Plongez vos mains dans les feuilles et respirez à pleins poumons. Sentez cette odeur d’humus, de champignons, de fougères ou de bois de cèdre. Allongez-vous dans l’herbe, contemplez la délicatesse des nuages et l’infinie variété des pastels du ciel. Caressez le tilleul ou le hêtre et laissez vos mains vibrer sur ces géants. Cela pourrait être votre prochaine ordonnance. Vous pensez que je plaisante ? Pourtant, les chercheurs sont tous d’accord : votre santé en dépend.
« Respirer la nature » diminue la pression artérielle
En 2003, Samantha Dayawansa, de l’université Toyama, au Japon, a montré que l’inhalation de cédrol (alcool naturel, présent dans l’huile essentielle des conifères) diminue la fréquence cardiaque, amène à respirer plus lentement et plus profondément et réduit la pression artérielle.
Dans les forêts de conifères, l’a-pinène (une substance antibactérienne produite par les arbres) favorise la relaxation[1]. Quiconque s’est promené dans une pinède quand les chaleurs apparaissent a ressenti cet apaisement.
La regarder (même en photo) a déjà des effets positifs
L’équipe de Yoshifumi Miyazaki, connue pour avoir popularisé les fameux shinrin-yoku, ou bains de forêt, a conclu en 2018 que le sentiment de confort et de relaxation augmente après seulement une minute et demie à contempler des photographies de forêt, par rapport au groupe contrôle qui devait regarder des environnements urbains[2].
Un simple regard sur un arbre, même en image, peut déjà nous détendre.
Fini le stress grâce… aux oiseaux
En 2010, Jesper Alvarsson et ses collègues de l’université de Stockholm ont montré que l’on s’apaise plus vite après une tâche stressante lorsqu’on écoute le chant des oiseaux[3].
Une autre étude met en avant que les chants d’oiseaux étaient le type de son naturel le plus souvent associé à la récupération du stress perçu et au rétablissement de l’attention[4].
De mauvaise humeur ? Marchez 15 minutes en forêt !
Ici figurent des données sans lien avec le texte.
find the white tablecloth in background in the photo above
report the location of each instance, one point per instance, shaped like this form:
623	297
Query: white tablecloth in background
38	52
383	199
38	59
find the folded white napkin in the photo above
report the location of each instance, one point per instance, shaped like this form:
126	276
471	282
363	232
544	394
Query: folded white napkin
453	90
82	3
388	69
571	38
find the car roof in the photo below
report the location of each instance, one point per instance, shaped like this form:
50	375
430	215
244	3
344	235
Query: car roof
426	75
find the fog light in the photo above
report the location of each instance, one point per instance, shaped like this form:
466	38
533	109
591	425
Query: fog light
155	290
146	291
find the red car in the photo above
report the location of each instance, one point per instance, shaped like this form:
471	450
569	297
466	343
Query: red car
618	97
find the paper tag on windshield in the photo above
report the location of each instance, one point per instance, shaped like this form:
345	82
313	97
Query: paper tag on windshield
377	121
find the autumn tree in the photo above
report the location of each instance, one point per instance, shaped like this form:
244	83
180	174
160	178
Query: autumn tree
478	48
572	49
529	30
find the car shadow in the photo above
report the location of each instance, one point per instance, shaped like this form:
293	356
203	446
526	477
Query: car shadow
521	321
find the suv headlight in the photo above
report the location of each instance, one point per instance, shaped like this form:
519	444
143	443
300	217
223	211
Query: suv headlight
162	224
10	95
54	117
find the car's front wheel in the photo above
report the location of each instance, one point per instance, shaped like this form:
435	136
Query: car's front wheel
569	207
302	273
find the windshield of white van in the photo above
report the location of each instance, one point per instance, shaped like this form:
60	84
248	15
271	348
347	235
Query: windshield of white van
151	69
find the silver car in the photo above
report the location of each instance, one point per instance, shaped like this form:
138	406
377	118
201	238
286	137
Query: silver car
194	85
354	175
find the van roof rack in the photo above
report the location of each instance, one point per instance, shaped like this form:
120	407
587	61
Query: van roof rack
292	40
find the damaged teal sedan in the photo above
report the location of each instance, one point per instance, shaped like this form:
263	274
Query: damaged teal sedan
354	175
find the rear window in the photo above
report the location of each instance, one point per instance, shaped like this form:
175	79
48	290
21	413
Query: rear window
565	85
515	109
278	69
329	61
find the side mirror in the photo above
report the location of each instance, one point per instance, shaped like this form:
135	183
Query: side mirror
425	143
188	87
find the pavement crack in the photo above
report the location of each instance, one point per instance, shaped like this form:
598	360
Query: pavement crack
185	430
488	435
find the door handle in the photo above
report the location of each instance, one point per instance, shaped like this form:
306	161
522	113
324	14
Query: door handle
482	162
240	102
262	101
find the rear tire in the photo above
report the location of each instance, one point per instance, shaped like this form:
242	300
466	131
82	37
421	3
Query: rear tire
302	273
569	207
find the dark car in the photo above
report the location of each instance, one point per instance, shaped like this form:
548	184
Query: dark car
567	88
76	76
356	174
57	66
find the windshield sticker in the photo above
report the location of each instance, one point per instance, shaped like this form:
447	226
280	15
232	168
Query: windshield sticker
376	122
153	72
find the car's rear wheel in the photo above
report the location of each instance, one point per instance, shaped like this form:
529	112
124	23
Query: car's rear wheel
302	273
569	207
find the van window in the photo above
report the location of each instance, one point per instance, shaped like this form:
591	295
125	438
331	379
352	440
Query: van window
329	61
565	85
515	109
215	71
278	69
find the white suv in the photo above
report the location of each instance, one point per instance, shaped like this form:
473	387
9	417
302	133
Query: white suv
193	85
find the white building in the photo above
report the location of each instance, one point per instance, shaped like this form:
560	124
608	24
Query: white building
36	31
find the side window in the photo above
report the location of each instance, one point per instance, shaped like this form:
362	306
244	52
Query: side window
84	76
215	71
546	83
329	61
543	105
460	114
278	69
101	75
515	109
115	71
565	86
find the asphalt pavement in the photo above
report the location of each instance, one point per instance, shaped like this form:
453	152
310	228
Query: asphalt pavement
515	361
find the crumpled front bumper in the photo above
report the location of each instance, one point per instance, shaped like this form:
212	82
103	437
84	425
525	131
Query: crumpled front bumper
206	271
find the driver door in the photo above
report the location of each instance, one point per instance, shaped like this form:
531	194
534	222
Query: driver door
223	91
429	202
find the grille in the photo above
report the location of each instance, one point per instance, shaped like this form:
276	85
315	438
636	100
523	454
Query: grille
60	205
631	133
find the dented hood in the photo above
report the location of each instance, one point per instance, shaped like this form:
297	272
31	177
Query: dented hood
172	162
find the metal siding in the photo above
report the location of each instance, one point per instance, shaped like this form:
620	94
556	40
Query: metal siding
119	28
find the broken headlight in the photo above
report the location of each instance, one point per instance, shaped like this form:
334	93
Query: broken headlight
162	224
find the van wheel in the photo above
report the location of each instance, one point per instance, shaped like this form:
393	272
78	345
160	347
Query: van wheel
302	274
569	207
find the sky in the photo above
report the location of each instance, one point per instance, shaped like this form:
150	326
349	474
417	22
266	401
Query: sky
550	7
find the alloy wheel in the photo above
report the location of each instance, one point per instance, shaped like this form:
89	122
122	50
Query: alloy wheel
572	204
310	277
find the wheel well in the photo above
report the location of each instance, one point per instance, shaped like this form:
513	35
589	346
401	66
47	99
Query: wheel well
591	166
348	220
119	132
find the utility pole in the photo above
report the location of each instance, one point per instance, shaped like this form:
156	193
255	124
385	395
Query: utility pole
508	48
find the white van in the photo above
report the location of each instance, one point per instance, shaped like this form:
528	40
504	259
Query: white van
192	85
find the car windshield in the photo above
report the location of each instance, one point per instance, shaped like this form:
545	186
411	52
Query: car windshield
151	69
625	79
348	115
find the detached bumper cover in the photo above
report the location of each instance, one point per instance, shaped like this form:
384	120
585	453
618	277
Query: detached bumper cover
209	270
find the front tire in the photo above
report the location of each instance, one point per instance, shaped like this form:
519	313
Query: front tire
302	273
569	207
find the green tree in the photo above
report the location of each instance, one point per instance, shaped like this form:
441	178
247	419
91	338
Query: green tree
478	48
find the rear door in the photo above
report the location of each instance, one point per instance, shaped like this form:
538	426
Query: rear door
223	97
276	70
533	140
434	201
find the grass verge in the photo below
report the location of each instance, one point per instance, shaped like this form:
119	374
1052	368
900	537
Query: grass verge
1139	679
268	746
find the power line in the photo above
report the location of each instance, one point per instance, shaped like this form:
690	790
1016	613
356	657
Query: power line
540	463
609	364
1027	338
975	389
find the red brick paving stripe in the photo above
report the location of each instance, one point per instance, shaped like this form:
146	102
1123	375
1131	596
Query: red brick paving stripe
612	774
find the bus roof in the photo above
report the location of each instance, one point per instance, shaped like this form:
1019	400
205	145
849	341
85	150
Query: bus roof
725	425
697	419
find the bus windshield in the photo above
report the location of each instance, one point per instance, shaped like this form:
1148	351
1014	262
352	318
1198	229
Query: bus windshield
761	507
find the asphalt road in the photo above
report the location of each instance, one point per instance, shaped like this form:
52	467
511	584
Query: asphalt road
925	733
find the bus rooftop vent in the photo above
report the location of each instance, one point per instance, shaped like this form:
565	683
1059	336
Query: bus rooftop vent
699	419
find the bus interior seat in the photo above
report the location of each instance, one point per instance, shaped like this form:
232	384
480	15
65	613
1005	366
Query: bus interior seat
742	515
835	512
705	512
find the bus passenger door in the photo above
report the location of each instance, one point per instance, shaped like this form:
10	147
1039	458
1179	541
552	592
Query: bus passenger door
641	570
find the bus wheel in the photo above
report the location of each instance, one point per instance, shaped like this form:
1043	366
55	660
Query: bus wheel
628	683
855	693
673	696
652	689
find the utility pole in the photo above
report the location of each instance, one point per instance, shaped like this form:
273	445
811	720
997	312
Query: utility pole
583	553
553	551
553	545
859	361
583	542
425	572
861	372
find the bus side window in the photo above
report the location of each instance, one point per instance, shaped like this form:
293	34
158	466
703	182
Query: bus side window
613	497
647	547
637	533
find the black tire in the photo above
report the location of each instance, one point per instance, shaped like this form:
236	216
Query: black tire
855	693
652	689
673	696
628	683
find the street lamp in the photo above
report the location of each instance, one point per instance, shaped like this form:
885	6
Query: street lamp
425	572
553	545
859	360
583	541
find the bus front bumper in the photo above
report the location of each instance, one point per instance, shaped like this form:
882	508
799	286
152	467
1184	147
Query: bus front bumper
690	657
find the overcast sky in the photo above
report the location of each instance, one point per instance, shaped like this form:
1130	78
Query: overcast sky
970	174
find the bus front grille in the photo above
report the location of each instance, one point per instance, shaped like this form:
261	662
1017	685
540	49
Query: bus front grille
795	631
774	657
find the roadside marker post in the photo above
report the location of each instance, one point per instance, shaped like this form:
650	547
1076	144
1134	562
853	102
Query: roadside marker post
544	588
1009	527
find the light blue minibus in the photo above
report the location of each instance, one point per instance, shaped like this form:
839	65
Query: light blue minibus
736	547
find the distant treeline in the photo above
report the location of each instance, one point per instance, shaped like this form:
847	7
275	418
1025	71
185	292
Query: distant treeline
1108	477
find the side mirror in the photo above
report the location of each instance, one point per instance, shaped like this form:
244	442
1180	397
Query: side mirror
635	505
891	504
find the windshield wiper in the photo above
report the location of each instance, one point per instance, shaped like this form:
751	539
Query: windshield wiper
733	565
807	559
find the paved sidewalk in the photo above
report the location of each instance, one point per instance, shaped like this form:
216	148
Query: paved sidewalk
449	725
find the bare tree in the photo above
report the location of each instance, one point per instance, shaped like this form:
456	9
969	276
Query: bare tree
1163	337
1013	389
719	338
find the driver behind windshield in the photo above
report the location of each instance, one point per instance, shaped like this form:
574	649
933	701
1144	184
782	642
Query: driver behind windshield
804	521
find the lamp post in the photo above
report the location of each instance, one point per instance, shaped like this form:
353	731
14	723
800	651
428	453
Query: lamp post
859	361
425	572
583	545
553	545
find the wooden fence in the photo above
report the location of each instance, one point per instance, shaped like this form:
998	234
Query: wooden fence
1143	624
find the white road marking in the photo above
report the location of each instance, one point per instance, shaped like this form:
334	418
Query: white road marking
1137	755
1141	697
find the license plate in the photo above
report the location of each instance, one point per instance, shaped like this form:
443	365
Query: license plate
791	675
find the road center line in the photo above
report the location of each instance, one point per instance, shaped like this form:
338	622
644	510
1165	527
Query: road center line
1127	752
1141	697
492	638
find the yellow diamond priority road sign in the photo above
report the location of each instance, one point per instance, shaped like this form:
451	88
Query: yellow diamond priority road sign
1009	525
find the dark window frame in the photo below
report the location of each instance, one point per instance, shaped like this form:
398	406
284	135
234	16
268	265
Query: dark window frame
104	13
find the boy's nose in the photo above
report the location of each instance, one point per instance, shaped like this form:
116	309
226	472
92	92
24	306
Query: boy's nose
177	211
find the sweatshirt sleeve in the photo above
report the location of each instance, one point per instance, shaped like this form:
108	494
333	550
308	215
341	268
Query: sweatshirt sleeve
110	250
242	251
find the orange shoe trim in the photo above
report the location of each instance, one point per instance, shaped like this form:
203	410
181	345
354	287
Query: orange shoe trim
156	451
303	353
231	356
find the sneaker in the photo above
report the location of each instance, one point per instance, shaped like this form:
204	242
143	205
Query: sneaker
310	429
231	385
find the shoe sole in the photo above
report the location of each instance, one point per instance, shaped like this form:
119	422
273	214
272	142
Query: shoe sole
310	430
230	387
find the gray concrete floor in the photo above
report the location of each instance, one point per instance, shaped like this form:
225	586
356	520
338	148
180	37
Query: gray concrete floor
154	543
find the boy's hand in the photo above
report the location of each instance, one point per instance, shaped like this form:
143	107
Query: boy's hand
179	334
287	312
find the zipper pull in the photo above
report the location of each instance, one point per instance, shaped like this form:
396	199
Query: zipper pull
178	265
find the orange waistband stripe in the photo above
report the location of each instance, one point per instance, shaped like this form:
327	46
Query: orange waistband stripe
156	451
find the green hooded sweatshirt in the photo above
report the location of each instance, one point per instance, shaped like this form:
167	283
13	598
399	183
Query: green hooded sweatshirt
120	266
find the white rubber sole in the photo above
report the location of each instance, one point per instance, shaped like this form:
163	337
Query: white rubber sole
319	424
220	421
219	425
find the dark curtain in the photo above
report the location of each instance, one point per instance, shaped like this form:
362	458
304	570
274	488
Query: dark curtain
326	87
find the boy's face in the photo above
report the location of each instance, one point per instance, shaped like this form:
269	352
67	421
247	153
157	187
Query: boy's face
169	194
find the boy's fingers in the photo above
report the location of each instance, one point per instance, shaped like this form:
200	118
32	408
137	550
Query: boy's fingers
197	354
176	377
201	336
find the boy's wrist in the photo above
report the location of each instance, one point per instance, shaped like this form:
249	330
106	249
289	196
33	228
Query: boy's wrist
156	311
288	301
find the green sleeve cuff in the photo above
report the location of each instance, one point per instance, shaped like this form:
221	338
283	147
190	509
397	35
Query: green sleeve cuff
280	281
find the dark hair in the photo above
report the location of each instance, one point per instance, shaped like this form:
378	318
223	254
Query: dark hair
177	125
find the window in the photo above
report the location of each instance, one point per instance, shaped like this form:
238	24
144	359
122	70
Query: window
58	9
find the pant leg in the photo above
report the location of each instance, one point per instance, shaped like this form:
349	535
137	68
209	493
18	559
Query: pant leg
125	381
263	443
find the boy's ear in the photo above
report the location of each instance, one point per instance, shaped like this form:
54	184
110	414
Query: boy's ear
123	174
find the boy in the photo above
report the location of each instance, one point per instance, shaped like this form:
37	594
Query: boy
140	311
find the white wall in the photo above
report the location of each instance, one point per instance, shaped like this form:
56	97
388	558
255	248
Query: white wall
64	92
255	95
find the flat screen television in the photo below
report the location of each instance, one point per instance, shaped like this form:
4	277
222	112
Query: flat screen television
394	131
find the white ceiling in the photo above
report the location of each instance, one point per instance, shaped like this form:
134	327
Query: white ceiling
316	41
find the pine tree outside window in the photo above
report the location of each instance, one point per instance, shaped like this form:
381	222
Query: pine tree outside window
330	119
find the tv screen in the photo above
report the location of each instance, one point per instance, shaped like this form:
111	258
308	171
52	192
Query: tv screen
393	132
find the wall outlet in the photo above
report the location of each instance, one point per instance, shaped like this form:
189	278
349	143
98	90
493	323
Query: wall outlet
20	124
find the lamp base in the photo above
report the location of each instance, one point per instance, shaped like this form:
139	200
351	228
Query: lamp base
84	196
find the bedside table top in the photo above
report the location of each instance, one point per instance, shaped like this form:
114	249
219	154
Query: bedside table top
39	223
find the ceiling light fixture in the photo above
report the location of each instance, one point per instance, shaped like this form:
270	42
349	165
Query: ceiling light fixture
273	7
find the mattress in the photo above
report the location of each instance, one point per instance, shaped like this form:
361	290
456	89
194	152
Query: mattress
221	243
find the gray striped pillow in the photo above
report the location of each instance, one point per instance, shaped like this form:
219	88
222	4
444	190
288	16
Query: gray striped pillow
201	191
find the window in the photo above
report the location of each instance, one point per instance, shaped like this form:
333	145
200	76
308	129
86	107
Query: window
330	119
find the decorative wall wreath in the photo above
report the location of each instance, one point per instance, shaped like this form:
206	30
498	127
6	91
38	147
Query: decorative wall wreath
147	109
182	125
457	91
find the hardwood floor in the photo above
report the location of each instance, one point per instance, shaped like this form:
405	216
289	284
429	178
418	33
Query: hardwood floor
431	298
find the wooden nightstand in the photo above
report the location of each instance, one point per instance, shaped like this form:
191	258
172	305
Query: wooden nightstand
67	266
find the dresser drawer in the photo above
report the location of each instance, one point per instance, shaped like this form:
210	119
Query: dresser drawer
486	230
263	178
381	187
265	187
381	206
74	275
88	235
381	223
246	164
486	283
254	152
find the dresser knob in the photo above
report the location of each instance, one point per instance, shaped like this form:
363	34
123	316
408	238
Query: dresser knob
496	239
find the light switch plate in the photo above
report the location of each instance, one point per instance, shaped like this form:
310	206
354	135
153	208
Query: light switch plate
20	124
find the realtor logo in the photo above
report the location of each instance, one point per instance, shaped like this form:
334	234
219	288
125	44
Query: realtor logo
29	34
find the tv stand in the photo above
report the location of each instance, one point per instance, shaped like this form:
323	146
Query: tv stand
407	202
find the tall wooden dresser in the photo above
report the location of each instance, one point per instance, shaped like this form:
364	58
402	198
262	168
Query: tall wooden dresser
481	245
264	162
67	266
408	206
L’équipe de Yoshifumi Miyazaki (toujours lui) a testé l’impact d’une marche de 15 minutes sur l’humeur et l’anxiété en zones forestières et urbaines. Les résultats sont incroyables : ils ont révélé que la marche en pleine nature diminuait les humeurs négatives, la tension, la colère, la fatigue et le sentiment de confusion.
Cette étude démontre les avantages psychologiques de la marche en forêt et a identifié une corrélation significative entre les réponses psychologiques à la marche dans les forêts et les niveaux d’anxiété[5].
90 minutes vitales pour la santé mentale
En 2015, une étude a montré que 90 minutes de marche dans un environnement naturel réduisait les ruminations et l’activité neuronale dans la région du cerveau liée au risque de maladie mentale, par rapport à ceux qui marchaient dans un environnement urbain.
Pour les auteurs de l’étude, il est primordial pour la santé mentale d’avoir accès à des espaces naturels… À méditer quand on sait que plus de 50 % de la population mondiale vit aujourd’hui en milieu urbain et 70 % en 2050[6].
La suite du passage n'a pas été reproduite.